Women usually don’t seek help until something has happened, some kind of “unacceptable consequence,” Lawson says.
“Perhaps the woman is online with multiple partners, or she’s gone to meet men she has met online and the husband finds out and says, ‘Get help or we’re done.’ She might have been discovered looking at porn online at the office.”
Lawson says that some of the women she has treated have been “high-functioning professionals” — women who can compartmentalize their lives, so that they function in their careers, marriages and as mothers without thinking about the four other relationships they have on the side.
Eventually, the behaviour becomes impossible to ignore, she says. “They don’t like what they’re doing, they don’t feel good about themselves or about what they’re doing. It goes against their own value system.”
But is sexually compulsive behaviour truly an addiction?
“That’s where I think the thinking breaks down,” says Christopher Lane, author of Shyness: How Normal Behavior Became a Sickness.
‘We are seeing the biggest change in human sexuality maybe in the history of our species’ —Dr. Patrick Carnes
“There’s a lot of presumption among mental-health professionals that compulsivity, per se, indicates addiction,” Lane wrote in an email. “But people are compulsive about all kinds of things, often activities we consider beneficial — sports, hobbies, collecting, favourite bands, you name it — without being considered addicts.”
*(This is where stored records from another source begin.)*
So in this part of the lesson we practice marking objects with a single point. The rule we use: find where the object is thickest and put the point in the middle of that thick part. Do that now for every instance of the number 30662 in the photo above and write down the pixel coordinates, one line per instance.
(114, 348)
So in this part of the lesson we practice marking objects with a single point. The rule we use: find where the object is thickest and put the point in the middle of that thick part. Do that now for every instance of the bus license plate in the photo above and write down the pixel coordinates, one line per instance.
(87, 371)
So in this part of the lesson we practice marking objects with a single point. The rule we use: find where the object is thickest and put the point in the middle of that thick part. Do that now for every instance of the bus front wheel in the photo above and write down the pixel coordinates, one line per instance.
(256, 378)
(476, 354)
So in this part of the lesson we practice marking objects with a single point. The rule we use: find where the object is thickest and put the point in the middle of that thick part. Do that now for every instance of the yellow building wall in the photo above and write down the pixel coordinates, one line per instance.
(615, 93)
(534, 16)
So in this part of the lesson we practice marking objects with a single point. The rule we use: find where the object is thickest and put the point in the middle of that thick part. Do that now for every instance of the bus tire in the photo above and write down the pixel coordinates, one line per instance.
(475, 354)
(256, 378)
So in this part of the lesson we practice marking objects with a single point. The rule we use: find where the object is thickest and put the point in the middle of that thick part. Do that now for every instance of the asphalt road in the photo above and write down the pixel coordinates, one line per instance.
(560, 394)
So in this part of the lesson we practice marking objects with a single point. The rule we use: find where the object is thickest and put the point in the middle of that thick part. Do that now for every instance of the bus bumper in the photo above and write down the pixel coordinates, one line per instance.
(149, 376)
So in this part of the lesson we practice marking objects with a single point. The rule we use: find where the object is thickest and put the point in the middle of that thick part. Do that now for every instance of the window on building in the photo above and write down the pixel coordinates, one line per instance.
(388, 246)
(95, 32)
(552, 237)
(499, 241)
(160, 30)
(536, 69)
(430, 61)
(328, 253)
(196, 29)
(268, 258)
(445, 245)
“When we collapse the two things, we end up mislabelling everything that looks broadly compulsive to us as the sign of an addiction, but it isn’t and it’s dangerous to assume otherwise.”
For one thing, he argues, it grossly inflates and distorts the number of people taken to be “mentally ill.”
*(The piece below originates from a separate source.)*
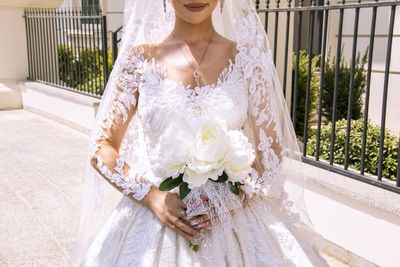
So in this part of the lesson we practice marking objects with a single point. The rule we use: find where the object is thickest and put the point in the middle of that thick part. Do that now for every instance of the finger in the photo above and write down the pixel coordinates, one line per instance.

And those numbers could soon greatly expand.
Excessive thinking about or engaging in sex is poised to become a new, officially recognized mental disorder.
“Hypersexual disorder” is among the disorders being recommended for inclusion in the next edition of psychiatry’s so-called “bible” of mental illness, the Diagnostic and Statistical Manual of Mental Disorders, or DSM.
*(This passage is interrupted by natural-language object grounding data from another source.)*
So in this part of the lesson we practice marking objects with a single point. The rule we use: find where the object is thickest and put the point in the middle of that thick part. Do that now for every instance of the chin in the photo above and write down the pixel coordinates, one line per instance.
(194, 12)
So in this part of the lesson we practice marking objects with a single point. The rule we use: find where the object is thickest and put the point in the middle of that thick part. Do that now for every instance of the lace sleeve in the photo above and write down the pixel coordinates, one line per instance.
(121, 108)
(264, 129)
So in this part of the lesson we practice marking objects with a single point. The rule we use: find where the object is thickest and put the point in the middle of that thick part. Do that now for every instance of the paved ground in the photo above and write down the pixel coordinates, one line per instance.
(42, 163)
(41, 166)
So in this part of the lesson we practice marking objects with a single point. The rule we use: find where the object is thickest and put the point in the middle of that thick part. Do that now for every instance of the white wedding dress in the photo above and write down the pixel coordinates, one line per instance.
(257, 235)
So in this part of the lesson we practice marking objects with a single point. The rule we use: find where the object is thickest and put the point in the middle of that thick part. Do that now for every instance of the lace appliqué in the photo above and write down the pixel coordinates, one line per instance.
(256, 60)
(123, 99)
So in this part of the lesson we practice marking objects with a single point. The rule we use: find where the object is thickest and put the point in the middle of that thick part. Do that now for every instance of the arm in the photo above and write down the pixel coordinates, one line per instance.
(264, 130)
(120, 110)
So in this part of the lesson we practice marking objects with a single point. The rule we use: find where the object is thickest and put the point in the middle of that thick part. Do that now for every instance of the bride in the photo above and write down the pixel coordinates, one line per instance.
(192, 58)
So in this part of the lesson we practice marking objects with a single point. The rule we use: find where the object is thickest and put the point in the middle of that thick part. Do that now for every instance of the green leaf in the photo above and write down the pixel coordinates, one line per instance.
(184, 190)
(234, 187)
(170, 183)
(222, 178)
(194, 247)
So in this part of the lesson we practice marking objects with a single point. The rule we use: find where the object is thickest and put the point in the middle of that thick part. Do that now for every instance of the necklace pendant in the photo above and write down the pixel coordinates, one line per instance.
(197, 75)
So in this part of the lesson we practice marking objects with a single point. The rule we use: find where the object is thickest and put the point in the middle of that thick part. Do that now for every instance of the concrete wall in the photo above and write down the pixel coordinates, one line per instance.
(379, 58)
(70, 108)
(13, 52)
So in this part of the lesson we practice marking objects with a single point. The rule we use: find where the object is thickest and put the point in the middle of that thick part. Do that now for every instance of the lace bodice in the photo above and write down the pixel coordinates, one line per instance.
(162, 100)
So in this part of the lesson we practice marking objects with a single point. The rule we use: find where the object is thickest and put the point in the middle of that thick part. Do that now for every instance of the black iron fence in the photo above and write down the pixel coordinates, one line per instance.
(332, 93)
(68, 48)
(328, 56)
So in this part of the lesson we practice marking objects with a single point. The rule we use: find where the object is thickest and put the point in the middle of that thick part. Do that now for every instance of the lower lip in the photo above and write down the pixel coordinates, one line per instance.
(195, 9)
According to a DSM work group, hypersexual disorder is “one of the more serious” but neglected psychiatric disorders of our time.
The diagnosis would capture men and women who experience “recurrent and intense” sexual fantasies, urges and behaviour for at least six months who also exhibit four or more of five criteria that include spending “excessive time” thinking about sex and engaging in these “fantasies, urges and behaviour” in response to anxiety, depression, boredom, irritability or other “dysphoric mood states.”
Lane questions whether psychiatrists should be setting themselves up to regulate what they assume to be “normal” amounts of sexual desire.
“Above all,” he writes in Side Effects, his Psychology Today blog, about the phrase “recurrent and intense sexual fantasies,” “should it matter that the majority of men and a sizable number of women in this country, as around the world, will recognize themselves in that description?”
Bellwood’s Lawson, who trained under Carnes, says sexual addiction is like any other addiction. “The face of it looks exactly the same to me. The properties are the same,” she said.
“The first step is understanding one’s own story, how I got here, from there. That’s very often what the addict who has just come out of denial wonders, ‘Why did this happen to me?’ ”
Part of treatment involves understanding the patterns that developed, working on “negative core beliefs,” self-esteem and learning what’s healthy in relationships.
“We need to raise awareness and give women an opportunity to come forward if they do identify” with sex addiction, she said.
“We want to get the word out that help is available.”